Tracing with Primitives: Update 1, nvFuser and its Primitives

Tracing with Primitives: Update 1, nvFuser and its Primitives

This article is part of the “Tracing with Primitives” series. See the first update here.

Hey PyTorch community!

nvFuser is a trace executor we’ve been developing for awhile at NVIDIA. We’re excited about the “Tracing with Primitives,” program and our ability to quickly execute traces of primitive operations, and in this update we’d like to introduce nvFuser itself.

To start, check out our GTC 2022 and GTC 2021 talks on nvFuser. The 2022 talk is a great introduction to nvFuser, and the 2021 talk has more technical details (you might want to skip the first 5 minutes). You may need to go through a free registration process to watch them.

nvFuser is designed to accelerate PyTorch programs running on CUDA devices without user intervention. There are a variety of ways to approach this problem, but we decided early on to have three additional goals: to support program diversity, to be consistent with PyTorch’s current behavior, and to minimize slow recompilations.

PyTorch programs are diverse. The Community is especially creative, and PyTorch programs are used for innumerable purposes. Being faster on just a few PyTorch operations, or PyTorch programs written in a very specific way, was never an option for nvFuser. From the beginning we wanted to speedup all programs running on CUDA devices, so we designed nvFuser to be as flexible as possible. We write general optimization policies that aren’t just applicable to existing operations, but that extend to new operations, too. “Tracing with primitives” makes it easier to target program diversity because it represents programs using a smaller set of primitive operations.

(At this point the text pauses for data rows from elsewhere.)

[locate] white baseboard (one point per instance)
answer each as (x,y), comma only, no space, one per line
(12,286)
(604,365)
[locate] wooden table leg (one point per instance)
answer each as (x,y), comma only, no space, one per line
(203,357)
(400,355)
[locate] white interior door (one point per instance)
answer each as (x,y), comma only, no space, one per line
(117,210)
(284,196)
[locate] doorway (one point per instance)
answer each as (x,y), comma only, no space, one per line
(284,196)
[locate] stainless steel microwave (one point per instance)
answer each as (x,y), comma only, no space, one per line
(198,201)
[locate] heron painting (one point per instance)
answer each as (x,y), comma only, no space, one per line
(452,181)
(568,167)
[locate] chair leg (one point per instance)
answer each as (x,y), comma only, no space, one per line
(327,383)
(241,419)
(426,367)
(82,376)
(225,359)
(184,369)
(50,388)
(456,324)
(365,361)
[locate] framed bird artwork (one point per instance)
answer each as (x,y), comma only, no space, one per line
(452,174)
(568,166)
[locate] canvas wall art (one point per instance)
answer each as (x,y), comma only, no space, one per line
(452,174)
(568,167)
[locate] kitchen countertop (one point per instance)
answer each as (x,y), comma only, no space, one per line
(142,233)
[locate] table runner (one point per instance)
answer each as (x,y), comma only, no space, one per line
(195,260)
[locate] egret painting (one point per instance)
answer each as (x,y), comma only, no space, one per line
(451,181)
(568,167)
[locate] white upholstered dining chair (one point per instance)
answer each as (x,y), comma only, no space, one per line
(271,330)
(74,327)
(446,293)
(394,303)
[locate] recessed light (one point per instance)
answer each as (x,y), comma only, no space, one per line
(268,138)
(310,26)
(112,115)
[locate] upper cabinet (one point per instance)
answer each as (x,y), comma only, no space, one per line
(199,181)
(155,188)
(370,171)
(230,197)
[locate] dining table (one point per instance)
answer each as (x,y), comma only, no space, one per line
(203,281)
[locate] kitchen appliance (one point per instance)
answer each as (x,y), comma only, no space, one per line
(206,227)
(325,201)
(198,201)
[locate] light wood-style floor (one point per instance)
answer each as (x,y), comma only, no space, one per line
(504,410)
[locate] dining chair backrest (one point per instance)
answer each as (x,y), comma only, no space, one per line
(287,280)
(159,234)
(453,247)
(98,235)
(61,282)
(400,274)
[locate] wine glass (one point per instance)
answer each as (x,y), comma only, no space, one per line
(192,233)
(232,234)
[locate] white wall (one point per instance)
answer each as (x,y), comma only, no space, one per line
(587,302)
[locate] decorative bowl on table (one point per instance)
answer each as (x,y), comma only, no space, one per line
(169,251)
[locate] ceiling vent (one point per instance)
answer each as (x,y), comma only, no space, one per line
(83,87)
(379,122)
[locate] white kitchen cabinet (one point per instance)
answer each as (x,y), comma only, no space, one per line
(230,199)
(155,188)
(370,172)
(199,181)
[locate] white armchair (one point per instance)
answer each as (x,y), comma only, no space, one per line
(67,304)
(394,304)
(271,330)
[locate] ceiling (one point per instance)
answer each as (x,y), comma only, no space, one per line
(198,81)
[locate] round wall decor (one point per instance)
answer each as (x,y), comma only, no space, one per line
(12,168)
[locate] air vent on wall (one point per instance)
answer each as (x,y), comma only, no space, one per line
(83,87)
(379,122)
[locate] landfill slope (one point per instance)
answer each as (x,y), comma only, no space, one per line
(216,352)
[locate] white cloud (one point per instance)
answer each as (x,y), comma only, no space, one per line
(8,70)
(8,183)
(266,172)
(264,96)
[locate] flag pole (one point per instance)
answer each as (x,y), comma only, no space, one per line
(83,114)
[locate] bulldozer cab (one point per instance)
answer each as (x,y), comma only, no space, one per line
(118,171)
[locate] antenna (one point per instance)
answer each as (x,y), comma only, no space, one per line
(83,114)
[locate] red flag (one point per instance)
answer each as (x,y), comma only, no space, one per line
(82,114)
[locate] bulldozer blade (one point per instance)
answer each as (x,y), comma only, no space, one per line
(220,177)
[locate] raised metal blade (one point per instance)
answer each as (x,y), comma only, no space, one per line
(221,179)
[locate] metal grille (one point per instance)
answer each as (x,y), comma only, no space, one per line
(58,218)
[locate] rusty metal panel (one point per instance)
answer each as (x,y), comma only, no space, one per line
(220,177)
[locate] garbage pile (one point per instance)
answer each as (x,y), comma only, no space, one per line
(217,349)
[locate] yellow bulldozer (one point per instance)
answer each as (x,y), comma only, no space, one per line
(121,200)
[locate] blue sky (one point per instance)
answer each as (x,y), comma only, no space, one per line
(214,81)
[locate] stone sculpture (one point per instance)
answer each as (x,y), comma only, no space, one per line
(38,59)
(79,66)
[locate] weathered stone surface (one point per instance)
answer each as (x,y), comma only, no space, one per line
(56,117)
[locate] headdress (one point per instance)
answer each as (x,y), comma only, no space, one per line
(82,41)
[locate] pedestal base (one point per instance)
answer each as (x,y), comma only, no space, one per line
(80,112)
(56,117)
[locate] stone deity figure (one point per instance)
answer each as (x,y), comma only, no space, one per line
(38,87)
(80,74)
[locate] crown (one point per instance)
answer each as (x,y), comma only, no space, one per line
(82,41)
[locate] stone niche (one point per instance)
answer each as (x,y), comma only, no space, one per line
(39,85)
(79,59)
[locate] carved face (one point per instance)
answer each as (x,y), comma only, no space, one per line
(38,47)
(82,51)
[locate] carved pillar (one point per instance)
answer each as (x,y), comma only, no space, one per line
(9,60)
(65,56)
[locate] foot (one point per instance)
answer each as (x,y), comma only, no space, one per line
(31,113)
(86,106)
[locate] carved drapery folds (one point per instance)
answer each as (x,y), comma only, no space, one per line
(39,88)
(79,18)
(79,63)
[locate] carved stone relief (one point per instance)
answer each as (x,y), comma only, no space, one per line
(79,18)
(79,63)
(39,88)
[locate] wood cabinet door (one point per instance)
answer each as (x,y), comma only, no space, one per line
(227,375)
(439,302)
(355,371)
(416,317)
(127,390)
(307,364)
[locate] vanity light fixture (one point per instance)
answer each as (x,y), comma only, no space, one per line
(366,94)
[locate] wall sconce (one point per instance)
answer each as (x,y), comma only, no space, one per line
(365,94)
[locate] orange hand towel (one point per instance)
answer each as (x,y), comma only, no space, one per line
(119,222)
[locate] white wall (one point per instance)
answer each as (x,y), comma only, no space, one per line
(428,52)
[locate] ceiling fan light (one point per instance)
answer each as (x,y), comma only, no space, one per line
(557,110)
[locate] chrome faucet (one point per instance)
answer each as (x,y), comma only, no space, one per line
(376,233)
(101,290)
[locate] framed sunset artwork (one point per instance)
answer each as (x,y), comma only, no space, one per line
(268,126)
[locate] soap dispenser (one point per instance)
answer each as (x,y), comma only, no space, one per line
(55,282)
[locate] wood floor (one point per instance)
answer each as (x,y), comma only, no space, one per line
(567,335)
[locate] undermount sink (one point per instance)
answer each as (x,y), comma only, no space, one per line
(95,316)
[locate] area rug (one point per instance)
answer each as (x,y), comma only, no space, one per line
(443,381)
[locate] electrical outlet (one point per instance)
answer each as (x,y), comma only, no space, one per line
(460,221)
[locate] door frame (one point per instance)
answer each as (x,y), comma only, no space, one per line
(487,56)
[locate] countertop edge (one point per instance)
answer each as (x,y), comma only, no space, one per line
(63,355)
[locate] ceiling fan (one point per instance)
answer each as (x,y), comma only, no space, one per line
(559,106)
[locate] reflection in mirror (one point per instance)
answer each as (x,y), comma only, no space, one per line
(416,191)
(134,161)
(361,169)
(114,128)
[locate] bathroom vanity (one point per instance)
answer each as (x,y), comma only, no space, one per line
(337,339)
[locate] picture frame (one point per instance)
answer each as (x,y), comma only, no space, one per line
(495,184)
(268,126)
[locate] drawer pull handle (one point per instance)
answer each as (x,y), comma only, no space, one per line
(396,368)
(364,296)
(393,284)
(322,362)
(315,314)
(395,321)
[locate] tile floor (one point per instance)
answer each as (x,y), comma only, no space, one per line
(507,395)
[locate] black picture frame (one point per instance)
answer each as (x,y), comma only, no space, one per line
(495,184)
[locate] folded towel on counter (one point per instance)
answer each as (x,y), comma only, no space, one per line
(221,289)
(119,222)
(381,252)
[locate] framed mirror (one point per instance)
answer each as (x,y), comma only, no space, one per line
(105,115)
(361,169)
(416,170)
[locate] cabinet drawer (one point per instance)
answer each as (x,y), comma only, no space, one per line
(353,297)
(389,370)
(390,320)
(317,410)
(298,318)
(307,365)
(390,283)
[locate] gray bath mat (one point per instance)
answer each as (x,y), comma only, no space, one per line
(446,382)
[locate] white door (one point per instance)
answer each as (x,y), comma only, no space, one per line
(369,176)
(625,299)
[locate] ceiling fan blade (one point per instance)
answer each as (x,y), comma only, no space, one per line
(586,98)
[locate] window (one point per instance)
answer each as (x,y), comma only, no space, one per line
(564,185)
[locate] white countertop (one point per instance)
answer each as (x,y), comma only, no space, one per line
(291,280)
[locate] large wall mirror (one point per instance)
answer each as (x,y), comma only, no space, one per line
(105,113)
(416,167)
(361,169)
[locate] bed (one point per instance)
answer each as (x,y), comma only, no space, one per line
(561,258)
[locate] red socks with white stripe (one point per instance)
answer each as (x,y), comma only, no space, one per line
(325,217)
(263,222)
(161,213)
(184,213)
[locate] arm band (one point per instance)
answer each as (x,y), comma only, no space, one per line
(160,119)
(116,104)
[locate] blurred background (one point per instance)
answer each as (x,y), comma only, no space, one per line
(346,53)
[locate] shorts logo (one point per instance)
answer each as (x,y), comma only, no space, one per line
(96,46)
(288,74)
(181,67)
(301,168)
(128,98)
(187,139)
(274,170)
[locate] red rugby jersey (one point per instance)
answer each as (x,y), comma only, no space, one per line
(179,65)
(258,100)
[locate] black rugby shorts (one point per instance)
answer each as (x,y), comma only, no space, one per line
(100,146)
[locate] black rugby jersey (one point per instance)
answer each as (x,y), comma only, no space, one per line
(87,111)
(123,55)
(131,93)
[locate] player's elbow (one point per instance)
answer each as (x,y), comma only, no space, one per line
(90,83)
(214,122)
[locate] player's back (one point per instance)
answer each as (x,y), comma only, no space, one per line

Being consistent with PyTorch’s current behavior is also critically important. Users shouldn’t feel like using nvFuser is using a different framework. The “tracing with primitives” program is making this easier by specifying PyTorch’s behavior clearly.

Finally, we gave ourselves a goal to minimize slow recompilations. nvFuser can generate very fast, very specific CUDA kernels for PyTorch programs, but the more specific a kernel the fewer inputs it supports. Part of what makes PyTorch great, however, is its dynamism. PyTorch doesn’t require building a graph or that every batch have the same shape. It doesn’t even require that neural network training loops always call the same operations in the same order. nvFuser had to be as flexible as PyTorch, so we can produce very general kernels that work on a variety of inputs or very specific kernels that are much faster but more narrow in application. nvFuser decides which type of kernel to generate depending on the PyTorch program it’s executing, trying to minimize total runtime by trading off compilation time for better performance.

Internally, nvFuser is a Halide-like system, and we think Halide’s separation of “algorithms” and “schedules” (i.e. traces and optimizations) is the best way to accomplish the above goals. We’ll go more into the details of nvFuser’s implementation in future updates, but a summary of how operations are expressed in PyTorch and executed by nvFuser is:

  • A PyTorch program, with no modification, is traced using TorchDynamo.
  • The traced operations are translated into primitive operations.
  • nvFuser reviews the primitives and the trace’s inputs to determine an appropriate set of optimizations.
  • The optimization strategy is translated to nvFuser’s Halide-like internal representation, and nvFuser generates one or more kernels to implement the strategy.
  • nvFuser caches its generated kernels for future use (so they don’t need to be recompiled), and executes the optimized trace using the generated kernels.